Em resumo, as emendas passaram de uma possibilidade dependente do jogo político a uma obrigação de fazer, mantido sob a discricionariedade do Executivo o “quando” fazer. Com isto, os parlamentares obtiveram maior domínio sob as emendas que apresentam ao orçamento. 


Em nível estadual, guardadas as devidas proporções, as Assembleias copiaram o modelo e destinaram parte do orçamento ao alvedrio dos parlamentares, os quais, na maioria, seguem o mesmo diapasão, ou seja, destinam os recursos para as prefeituras aonde se encontram seus eleitores e apoiadores. No Acre, estão previstos R$500.000,00 para cada Deputado no Orçamento de 2020.


Mas, o que são as emendas? Para que servem? De modo restrito, emendas são inclusões/exclusões no orçamento de despesas que os parlamentares julguem de maior interesse das comunidades, grupos, municípios, estados que representam. Servem para impor ao Executivo Federal uma despesa que julga pertinente. Isto para o parlamentar, porque para os beneficiários, normalmente prefeituras, as emendas são, em época de grande escassez de recursos, praticamente a única forma de acesso a investimentos, daí a correria em torno de parlamentares nas semanas que antecedem a apresentação das ditas cujas. 


Então, sucintamente, entendamos assim. Os prefeitos (majoritariamente), que conhecem com mais profundidade as necessidades locais do que os técnicos em orçamento em Brasília, sugerem e os parlamentares apresentam as emendas (realização de despesas) de interesse do município, metade para o Setor Saúde, sendo o Executivo Federal obrigado a liberá-las sem preferência partidária. Parece bom, não? 


Para os Deputados do NOVO e para o Senador Alessandro Vieira, pode ficar melhor. Em primeiro lugar, eles consideram que na forma tradicional nem sempre os melhores projetos são os contemplados com as emendas, mas sim aqueles dos partidos, lideranças e organizações politicamente alinhadas. É como se o antigo poder de barganha do Governo Federal tivesse passado para as mãos dos parlamentares, na base do “só tem emenda quem me presta apoio”, o que não garante projetos melhores, mais eficientes, mais justos etc.


Em segundo, os parlamentares acham que o processo de escolha deveria ser mais democrático, ou seja, alcançar diretamente as pessoas através de suas organizações e alargar o espectro de interlocutores, sendo, portanto, mais efetivo. É como ir direto ao consumidor final eliminando intermediários, o que não dispensa as prefeituras, mas força maior aderência aos verdadeiros problemas da comunidade e frustra expectativas de cunho meramente eleitoral.


Em terceiro, pelo menos em tese, a iniciativa privilegia o mérito, a qualidade dos projetos. A ideia é de que a concorrência pelos recursos fará com que os interessados se esmerem na concepção e elaboração, buscando alternativas mais eficientes.
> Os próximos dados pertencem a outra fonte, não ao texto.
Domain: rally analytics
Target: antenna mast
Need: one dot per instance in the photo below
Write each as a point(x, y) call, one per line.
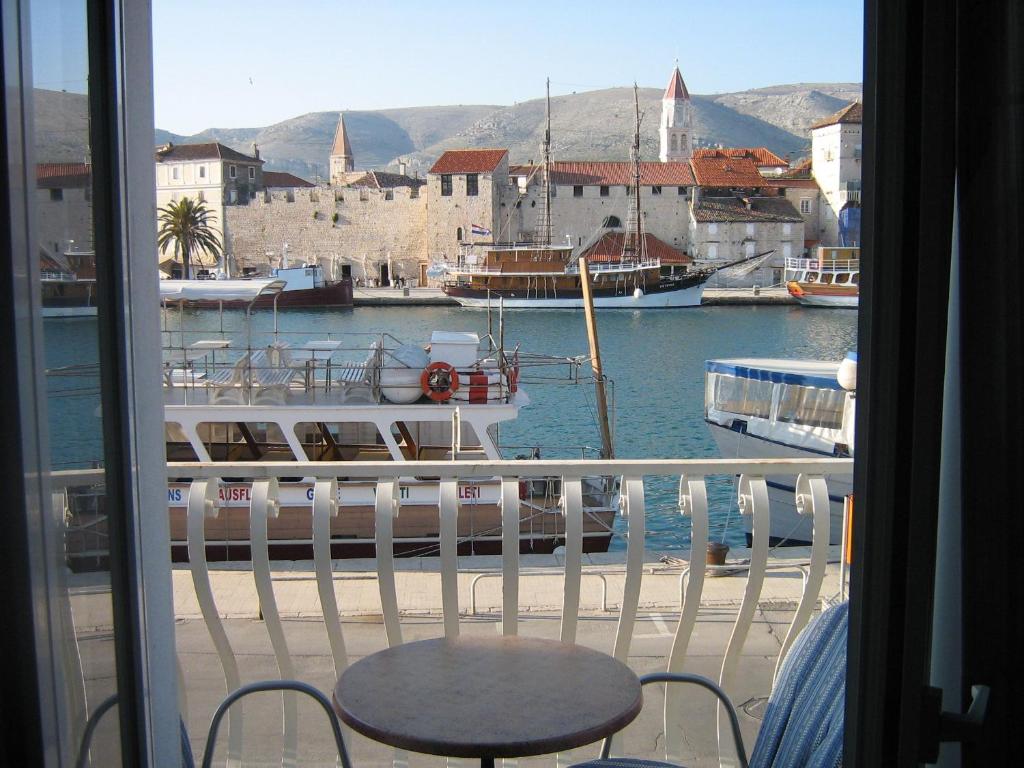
point(544, 222)
point(634, 244)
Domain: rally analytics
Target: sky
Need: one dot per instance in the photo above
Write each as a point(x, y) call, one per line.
point(233, 65)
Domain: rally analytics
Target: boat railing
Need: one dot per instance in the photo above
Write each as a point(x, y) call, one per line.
point(827, 265)
point(522, 586)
O Senador Alessandro Vieira recebeu mais de 400 projetos para os 16,2 milhões de reais de que dispõe, e todos eles serão submetidos a um crivo técnico que filtrará aqueles com maior alcance social, maior pertinência com o seu mandato e seu perfil político etc., de acordo com parâmetros previamente estabelecidos. O Deputado Gilson Marques (NOVO/SC), por exemplo, estabeleceu a educação básica, a geração de emprego e renda e estímulo ao empreendedorismo, o saneamento básico, a saúde e a segurança pública como temas que filtrarão os projetos de emendas. Em Edital, o deputado Paulo Ganine (NOVO/RJ) preferiu privilegiar projetos que aumentem a eficiência e que promovam a redução da estrutura administrativa do Estado. 
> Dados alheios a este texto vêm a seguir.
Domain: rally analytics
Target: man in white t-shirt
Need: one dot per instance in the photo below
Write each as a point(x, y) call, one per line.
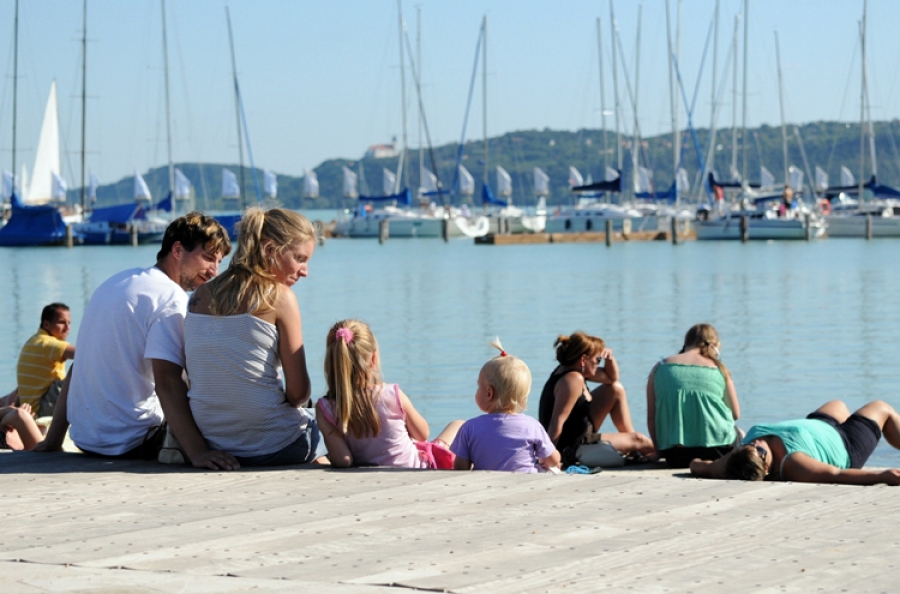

Um amigo, especialista na área, me ponderou que esse processo de seleção aberta parece mais aplicável a estados ricos, mais populosos e com muitos municípios, onde os Deputados e Senadores são mais distantes da população em geral, e o montante de recursos de emenda individuais relativamente menos importante para as prefeituras. Não me convenceu. Penso que justamente por estar diretamente envolvido com as comunidades e lideranças, com setores organizados e associações de classe etc., o parlamentar identifica, regionaliza e foca sua atuação sem necessariamente passar pelo filtro do cacique local. De todo modo, se não para agora, para a próxima, fica a dica. 




 


Valterlucio Bessa Campelo é Eng.º Agr.º, Mestre em Economia Rural e escreve todas às sextas-feiras no ac24horas.